When we think about whether a system should be considered as a CPS, we really need to think about the characteristics that distinguish a CPS, from a system that uses sensors, does some processing, and is connected to a network.
Depending on your perspective, there are some subtleties that help us identify a CPS. Some examples might be:
Ubiquity – there is an expectation that a CPS facilitates ‘processing everywhere’, and that the processing is enhanced (or ‘distributed”) as a consequence of interconnected-ness. As such there is a potential move from humans interacting with systems to enable the transfer of insight and inference between systems, to fully distributed, autonomous systems that exchange pertinent knowledge on a need to know basis.
Complexity – a CPS should enable new possibilities to be realised, and this should also account for unforeseen or un-planned emergent scenarios.

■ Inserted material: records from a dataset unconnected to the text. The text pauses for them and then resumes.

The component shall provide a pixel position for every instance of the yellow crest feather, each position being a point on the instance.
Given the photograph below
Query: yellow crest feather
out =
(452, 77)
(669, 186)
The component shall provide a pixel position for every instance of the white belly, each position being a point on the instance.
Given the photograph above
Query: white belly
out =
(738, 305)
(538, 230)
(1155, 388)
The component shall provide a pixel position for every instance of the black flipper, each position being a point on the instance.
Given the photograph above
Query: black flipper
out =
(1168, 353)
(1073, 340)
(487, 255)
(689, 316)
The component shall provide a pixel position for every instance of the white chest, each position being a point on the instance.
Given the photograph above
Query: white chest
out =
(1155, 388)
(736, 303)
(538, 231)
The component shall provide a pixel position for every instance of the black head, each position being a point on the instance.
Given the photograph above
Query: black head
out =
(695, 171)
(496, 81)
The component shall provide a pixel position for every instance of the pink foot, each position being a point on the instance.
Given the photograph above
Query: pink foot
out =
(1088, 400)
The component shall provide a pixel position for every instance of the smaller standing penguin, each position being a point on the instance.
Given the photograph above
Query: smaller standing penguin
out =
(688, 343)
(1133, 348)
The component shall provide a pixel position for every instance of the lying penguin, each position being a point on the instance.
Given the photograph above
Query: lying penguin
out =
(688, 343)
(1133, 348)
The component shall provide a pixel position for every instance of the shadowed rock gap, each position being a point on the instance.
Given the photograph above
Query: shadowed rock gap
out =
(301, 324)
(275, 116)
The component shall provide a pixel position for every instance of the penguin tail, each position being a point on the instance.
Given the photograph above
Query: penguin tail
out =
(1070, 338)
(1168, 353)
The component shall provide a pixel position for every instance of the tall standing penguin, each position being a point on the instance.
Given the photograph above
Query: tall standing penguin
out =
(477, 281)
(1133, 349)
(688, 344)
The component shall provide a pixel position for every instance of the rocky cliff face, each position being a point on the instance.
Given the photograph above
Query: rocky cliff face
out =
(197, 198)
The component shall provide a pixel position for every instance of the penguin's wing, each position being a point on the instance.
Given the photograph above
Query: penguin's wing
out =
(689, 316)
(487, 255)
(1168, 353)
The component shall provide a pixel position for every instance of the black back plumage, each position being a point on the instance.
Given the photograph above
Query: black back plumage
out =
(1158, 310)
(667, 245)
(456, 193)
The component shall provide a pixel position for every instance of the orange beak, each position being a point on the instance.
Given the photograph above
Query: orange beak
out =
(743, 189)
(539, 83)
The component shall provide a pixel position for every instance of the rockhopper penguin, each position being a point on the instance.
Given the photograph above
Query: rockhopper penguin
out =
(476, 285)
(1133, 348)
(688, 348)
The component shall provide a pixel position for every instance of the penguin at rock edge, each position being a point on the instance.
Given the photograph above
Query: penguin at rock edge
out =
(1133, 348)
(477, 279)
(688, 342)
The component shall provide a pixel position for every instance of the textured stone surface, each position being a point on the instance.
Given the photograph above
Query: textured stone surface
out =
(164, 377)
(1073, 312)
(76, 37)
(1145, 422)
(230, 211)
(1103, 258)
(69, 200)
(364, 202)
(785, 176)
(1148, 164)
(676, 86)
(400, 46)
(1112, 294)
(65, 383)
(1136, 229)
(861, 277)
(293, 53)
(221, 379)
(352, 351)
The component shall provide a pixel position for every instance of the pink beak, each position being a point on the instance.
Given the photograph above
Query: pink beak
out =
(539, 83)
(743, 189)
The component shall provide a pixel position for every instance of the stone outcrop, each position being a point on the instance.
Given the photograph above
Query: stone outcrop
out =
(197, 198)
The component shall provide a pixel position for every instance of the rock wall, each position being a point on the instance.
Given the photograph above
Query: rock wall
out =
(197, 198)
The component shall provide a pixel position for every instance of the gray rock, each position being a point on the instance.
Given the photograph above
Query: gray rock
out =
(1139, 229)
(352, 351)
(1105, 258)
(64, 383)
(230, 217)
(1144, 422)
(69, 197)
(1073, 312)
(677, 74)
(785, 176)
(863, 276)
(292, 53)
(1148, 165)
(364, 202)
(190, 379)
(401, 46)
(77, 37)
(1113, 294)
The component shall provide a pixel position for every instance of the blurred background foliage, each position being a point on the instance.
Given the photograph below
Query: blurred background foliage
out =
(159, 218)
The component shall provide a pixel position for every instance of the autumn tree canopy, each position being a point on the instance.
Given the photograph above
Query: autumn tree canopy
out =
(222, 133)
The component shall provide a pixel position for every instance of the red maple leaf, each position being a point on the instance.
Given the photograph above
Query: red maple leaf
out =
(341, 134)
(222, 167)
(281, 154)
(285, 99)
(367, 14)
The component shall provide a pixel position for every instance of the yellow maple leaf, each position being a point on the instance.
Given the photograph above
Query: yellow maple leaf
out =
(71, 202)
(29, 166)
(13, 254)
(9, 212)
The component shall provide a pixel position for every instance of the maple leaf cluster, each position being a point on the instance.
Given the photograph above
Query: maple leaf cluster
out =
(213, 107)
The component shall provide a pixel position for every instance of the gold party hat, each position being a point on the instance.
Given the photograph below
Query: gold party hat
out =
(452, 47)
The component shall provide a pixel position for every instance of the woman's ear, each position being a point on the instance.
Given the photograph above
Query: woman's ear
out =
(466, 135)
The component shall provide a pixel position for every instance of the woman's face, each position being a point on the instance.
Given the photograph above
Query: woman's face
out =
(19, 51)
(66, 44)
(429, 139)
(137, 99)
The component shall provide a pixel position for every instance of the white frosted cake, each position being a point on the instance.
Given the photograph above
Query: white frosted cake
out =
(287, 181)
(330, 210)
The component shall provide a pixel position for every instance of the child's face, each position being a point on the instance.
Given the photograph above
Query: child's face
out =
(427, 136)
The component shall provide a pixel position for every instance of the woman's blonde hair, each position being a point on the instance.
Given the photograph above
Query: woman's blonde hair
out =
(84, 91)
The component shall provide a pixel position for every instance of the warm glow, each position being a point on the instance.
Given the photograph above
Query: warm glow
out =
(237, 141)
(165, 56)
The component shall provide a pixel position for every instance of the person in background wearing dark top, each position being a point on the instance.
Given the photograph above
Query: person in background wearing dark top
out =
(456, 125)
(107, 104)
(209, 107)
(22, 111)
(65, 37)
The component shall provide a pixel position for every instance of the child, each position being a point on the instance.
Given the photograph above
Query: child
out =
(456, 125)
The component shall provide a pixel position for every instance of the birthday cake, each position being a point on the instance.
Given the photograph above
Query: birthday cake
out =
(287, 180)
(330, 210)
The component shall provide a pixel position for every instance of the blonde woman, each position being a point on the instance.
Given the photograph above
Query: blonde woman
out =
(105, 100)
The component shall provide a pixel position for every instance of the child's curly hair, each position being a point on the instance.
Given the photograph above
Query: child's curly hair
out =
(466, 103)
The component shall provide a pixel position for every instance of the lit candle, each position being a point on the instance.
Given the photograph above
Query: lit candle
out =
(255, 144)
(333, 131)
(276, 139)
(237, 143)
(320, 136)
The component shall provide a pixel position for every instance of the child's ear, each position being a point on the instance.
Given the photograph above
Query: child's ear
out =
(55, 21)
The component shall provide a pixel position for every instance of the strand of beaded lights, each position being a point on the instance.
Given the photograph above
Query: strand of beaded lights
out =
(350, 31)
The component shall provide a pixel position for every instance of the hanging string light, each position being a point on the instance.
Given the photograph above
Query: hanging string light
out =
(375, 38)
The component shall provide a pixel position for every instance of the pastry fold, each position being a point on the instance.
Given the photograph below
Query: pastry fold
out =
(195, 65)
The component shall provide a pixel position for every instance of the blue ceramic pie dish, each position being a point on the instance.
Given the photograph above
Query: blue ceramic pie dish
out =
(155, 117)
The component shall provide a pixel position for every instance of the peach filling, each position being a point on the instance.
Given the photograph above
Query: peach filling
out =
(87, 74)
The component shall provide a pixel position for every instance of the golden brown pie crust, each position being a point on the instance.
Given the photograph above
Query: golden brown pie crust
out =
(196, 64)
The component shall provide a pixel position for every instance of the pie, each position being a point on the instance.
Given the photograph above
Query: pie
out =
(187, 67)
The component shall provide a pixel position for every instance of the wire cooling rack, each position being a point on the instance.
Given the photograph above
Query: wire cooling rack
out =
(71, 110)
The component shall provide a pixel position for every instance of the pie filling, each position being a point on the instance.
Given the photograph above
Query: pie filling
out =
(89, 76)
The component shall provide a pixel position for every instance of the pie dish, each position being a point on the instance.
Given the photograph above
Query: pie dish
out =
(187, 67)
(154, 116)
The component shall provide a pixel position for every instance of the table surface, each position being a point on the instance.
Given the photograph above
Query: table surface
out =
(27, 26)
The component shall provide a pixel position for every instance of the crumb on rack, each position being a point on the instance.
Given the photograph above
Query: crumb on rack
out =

Delegation and trust – we have already grown accustomed to using computers to automate boring, repetitive, or even dangerous tasks. Many manufacturing jobs that used to exist became extinct with the advent of technology. However, if we are to delegate responsibility to a CPS, we need tone able to trust that not only will it achieve the correct outcome (whatever ‘correct’ means), but that it will achieve the goal in a way that is acceptable to us. How we perceive a task, and how it should be completed, suggests that we shall probably expect a CPS to be modelled and designed in a more human-centric way than we have perhaps approach computer controlled system design in the past. For instance, humans like to interact through speech and conversation, so a CPS may need to incorporate this capability into its interface, Similarly a CPS may need to ‘see’ and recognise objects.
We can now see that such systems are extremely complex, and the complexity is at a scale that cannot be comprehended easily without specific design tools to abstract the designers away from the minutiae.Key questions to consider are:
- how do we plan to build a CPS?
- how do we model an existing CPS?
- how will I know that the system will behave as I expect it to?
- how will it react in the way I want?
To summarise, the following is a set of attributes that we might use to categorise a CPS:
- there is a cyber capability (i.e. networking and computational capability) in every physical component;
- the sub-systems are networked at multiple and extreme scales;
- the system is complex at multiple temporal and spatial scales;
- the components dynamically reorganise and reconfigure to meet existing and emerging goals;
- control loops are closed at each spatial and temporal scale, and maybe there is a human in the loop;
- their operation needs to be dependable and in certain cases certifiable as well;
- the computation/information processing and physical processes are so tightly integrated that it is not possible to identify whether behavioural attributes are the result of computations (computer programs), physical laws, or both working together.
As such, not every system controlled by a digital controller is a CPS; it may or may not be depending on the specifications and the design approach taken.